Launched in 2020 as a competitor to Amazon Prime, Walmart+ is resonating with higher-income households eager to fend off inflation. At $98 a year, Walmart+ costs $41 less than Prime and offers many of the same perks, such as shipping discounts and video streaming. Walmart’s subscription service also has benefits Amazon can’t match, including discounted fuel at gas stations around the U.S.
In February, 28% of U.S. households with annual income of at least $150,000 were members of Walmart+, up from 13% a year earlier, according to Prosper Insights & Analytics, which conducts monthly consumer surveys. Amazon Prime still has a commanding lead with 77% of those households, up 7 percentage points from the previous year.
Walmart’s inroads with this cohort mirror what’s been happening in its stores as the company gradually sheds its reputation as a destination for lower- and middle-income shoppers. Attracting and hanging onto wealthier customers is now a key priority for the company, and executives see e-commerce as a big selling point.
Walmart+ is benefiting from the same “flywheel” effect Amazon experienced when it launched Prime in 2005: As Walmart attracts more shoppers, it lures more brands, which in turn bring in even more shoppers.
Besides borrowing Amazon’s online playbook, Walmart is capitalizing on a network of stores located within 10 miles of 90% of Americans. Shoppers can pick up online orders from their closest Walmart. America’s largest grocer also has a decided advantage in fresh food, a market Amazon has been trying to crack for years. Walmart+ offers members free delivery on orders of at least $35. Amazon last month raised its free grocery delivery threshold to orders of at least $150.

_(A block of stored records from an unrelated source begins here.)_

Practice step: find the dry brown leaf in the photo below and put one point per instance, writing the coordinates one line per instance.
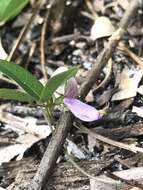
(102, 27)
(124, 4)
(98, 5)
(140, 90)
(138, 111)
(128, 83)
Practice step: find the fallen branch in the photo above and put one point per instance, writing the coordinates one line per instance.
(53, 150)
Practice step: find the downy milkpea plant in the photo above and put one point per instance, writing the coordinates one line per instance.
(35, 92)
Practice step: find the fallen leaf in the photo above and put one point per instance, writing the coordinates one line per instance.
(128, 83)
(102, 27)
(140, 90)
(98, 5)
(124, 4)
(73, 149)
(138, 111)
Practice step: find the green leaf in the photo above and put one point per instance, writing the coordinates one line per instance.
(22, 77)
(55, 82)
(11, 94)
(10, 8)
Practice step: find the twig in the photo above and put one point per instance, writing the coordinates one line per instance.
(30, 55)
(53, 150)
(24, 30)
(107, 52)
(131, 54)
(42, 45)
(106, 79)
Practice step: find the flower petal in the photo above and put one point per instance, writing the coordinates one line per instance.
(71, 89)
(81, 110)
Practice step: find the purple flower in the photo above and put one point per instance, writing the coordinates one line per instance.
(81, 110)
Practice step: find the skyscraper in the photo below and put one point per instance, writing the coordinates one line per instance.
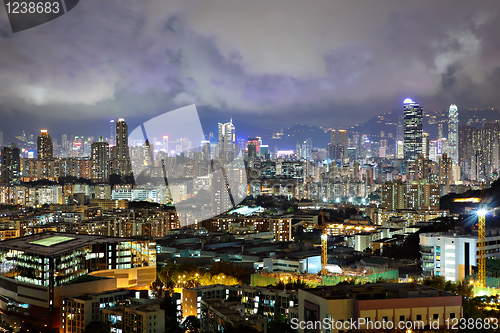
(340, 142)
(122, 167)
(45, 148)
(253, 148)
(227, 138)
(165, 144)
(489, 147)
(425, 144)
(453, 134)
(100, 161)
(412, 114)
(112, 134)
(11, 165)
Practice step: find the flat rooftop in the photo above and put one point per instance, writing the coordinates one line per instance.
(51, 243)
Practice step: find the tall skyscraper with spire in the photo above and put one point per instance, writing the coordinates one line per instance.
(412, 117)
(227, 140)
(45, 148)
(453, 134)
(122, 158)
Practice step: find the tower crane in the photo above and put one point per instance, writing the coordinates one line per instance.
(481, 215)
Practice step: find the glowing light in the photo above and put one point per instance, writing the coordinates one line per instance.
(482, 212)
(473, 200)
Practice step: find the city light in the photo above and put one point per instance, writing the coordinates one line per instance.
(482, 212)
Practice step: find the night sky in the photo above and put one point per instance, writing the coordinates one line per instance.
(269, 63)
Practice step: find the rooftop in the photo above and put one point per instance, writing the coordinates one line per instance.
(52, 243)
(379, 291)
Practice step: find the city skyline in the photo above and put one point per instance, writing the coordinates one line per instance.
(324, 72)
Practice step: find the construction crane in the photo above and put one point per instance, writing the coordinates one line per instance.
(324, 242)
(481, 216)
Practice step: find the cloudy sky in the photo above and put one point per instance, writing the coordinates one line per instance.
(322, 62)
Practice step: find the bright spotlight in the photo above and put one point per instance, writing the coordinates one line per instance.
(482, 212)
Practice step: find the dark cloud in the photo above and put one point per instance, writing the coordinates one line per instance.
(328, 62)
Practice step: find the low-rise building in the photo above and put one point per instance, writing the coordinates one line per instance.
(391, 303)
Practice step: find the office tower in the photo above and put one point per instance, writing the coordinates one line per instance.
(45, 149)
(469, 141)
(440, 131)
(100, 161)
(165, 144)
(264, 151)
(148, 153)
(489, 144)
(11, 165)
(227, 138)
(400, 149)
(425, 144)
(253, 148)
(400, 129)
(453, 134)
(412, 113)
(112, 132)
(308, 148)
(123, 166)
(339, 140)
(205, 150)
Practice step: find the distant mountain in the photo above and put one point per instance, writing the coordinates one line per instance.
(387, 122)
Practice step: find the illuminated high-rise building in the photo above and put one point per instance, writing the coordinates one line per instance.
(445, 170)
(112, 132)
(490, 149)
(253, 148)
(453, 134)
(227, 139)
(45, 149)
(412, 114)
(11, 165)
(425, 144)
(340, 142)
(100, 161)
(164, 147)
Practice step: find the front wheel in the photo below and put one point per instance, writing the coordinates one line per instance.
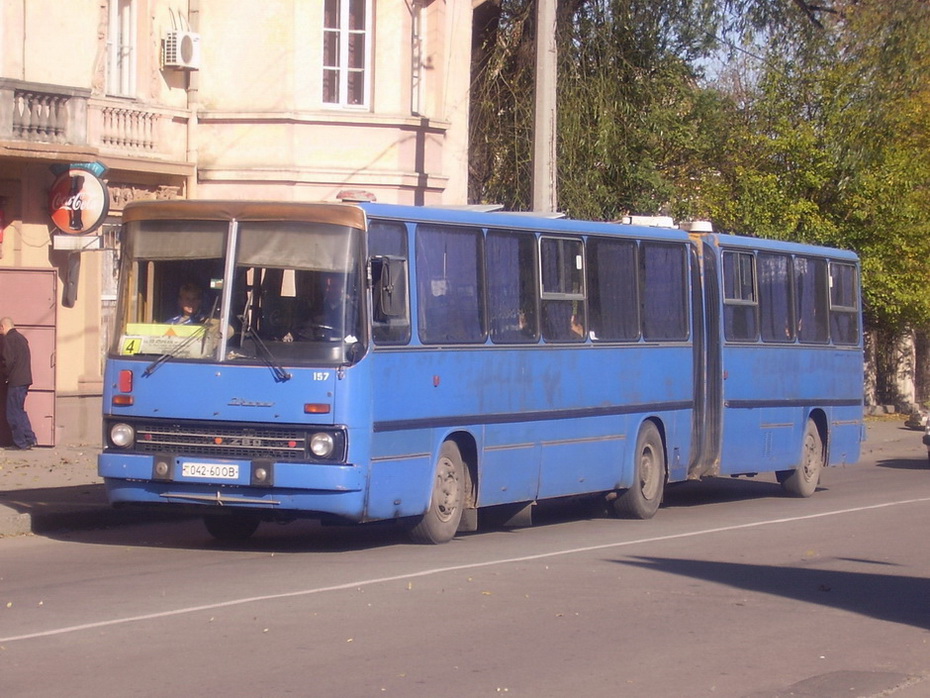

“Walmart is eating into Amazon’s e-commerce market share and legitimately becoming a competitor,” said Alasdair McLean-Foreman, founder and chief executive officer of Teikametrics, a Boston-based software firm that helps merchants buy advertising on Amazon, Walmart and other platforms. “People are seeing Walmart as a viable marketplace, and that wasn’t the case in 2019 or 2020.”
To be clear, Amazon remains the undisputed king of online commerce in its home market. U.S. shoppers will spend $431 billion on Amazon this year, almost six times the $74 billion they’ll spend on Walmart, according to Insider Intelligence. Walmart is expected to have 6.3% of the U.S. online market this year, a fraction of Amazon’s estimated 37.6% share.
Still, Walmart is gradually gaining on Amazon. In 2020 the company surpassed eBay as the second largest e-commerce player in the U.S. And there are signs that the Bentonville, Arkansas-based retailer will continue to gain momentum. Walmart+ members skew younger than Amazon Prime members, a promising trend for Walmart if it can hang on to them. About 65% of Walmart+ members are between 18 and 44 years old, compared with 51% for Amazon Prime, according to Prosper.
Walmart+ has plenty of room to grow. About 11 million U.S. shoppers are “very likely” to subscribe to the service, adding to the approximately 18.5 million existing members, according to a February survey conducted by Morgan Stanley. Meanwhile, Amazon Prime had 168 million members in the U.S. as of December, unchanged from a year earlier, according to Consumer Intelligence Research Partners.
Walmart’s online advertising business is a fraction the size of Amazon’s. But here, too, Walmart has an advantage because it can provide brands with data on how shoppers spend not just online but also in stores, said Sreenath Reddy, the founder and CEO of Intentwise, which helps clients place ads on web marketplaces.
Walmart.com is also less crowded than Amazon.com, with about 135,000 merchants compared with some 2 million on Amazon. That makes it easier for brands to stand out on Walmart, he said.
“I think Walmart+ is about more than just handing savings to people,” Reddy said. “It’s connecting the online and offline world in a way that wasn’t possible before.”